Recuerde que el psicólogo puede darle sugerencias, recomendaciones pero la decisión de lo que usted hace con su vida solo depende de usted. Ni usted es un títere ni el psicólogo un titiritero. Por lo cual externalizar sus responsabilidades no es mas que un error en su percepción y una aptitud infantil e inmadura.

 

Algunos de los aspectos comunes de los tratamientos exitosos son:

    -Los pacientes se encuentran insatisfechos con sus pensamientos, sentimientos y/o conductas y buscan ayuda.

    -Los terapeutas procuran crear una atmósfera emocional cálida, de apoyo y respeto, no crítica, favorecedora de la confianza y la esperanza.

    -Se establece una alianza terapéutica para fomentar una actitud positiva hacia el tratamiento y la motivación para asumir riesgos que permitan al paciente experimentar conductas, sentimientos y procesos de pensamiento nuevos.

    -Las intervenciones se diseñan para aliviar el sufrimiento y favorecer cambios congruentes con los objetivos del cliente.

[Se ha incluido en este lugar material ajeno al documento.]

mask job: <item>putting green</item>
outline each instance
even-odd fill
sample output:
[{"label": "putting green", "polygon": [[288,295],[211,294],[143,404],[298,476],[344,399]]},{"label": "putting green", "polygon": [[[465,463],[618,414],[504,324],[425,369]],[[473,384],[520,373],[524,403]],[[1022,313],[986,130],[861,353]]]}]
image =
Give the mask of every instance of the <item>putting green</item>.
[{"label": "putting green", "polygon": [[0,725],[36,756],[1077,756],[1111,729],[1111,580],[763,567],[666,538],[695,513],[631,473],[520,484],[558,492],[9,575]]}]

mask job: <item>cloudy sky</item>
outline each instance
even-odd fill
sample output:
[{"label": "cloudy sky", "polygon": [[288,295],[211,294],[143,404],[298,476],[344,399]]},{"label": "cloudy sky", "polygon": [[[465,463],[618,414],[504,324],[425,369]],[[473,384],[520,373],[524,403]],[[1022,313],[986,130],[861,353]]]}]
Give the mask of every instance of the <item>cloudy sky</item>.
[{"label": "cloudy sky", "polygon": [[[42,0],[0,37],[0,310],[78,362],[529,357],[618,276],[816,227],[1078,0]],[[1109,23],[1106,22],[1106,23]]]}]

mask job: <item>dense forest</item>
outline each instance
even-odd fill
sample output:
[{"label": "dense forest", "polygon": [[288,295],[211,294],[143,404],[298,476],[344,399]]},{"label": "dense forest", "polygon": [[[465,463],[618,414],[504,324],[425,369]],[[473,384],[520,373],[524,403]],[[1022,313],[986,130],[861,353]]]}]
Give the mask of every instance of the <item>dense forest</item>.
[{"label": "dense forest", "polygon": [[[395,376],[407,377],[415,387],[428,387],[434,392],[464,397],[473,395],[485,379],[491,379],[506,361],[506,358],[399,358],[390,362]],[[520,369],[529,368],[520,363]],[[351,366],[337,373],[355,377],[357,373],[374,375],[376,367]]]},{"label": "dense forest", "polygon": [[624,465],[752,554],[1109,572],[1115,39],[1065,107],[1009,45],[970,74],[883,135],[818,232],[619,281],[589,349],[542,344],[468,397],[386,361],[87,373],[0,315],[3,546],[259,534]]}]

    -Buscan la asimilación e integración en la vida del cliente de los aprendizajes emocionales, conductuales y cognitivos significativos.

    -Neutralizan los miedos irracionales.

     -Conciben estrategias para cambiar los patrones de conducta desajustados, las creencias irracionales, las emociones disfóricas y las formas autoderrotistas de relacionarse con otros.

     -Favorecen la transferencia de las nuevas conductas hacia la vida diaria del cliente propiciando así actitudes saludables.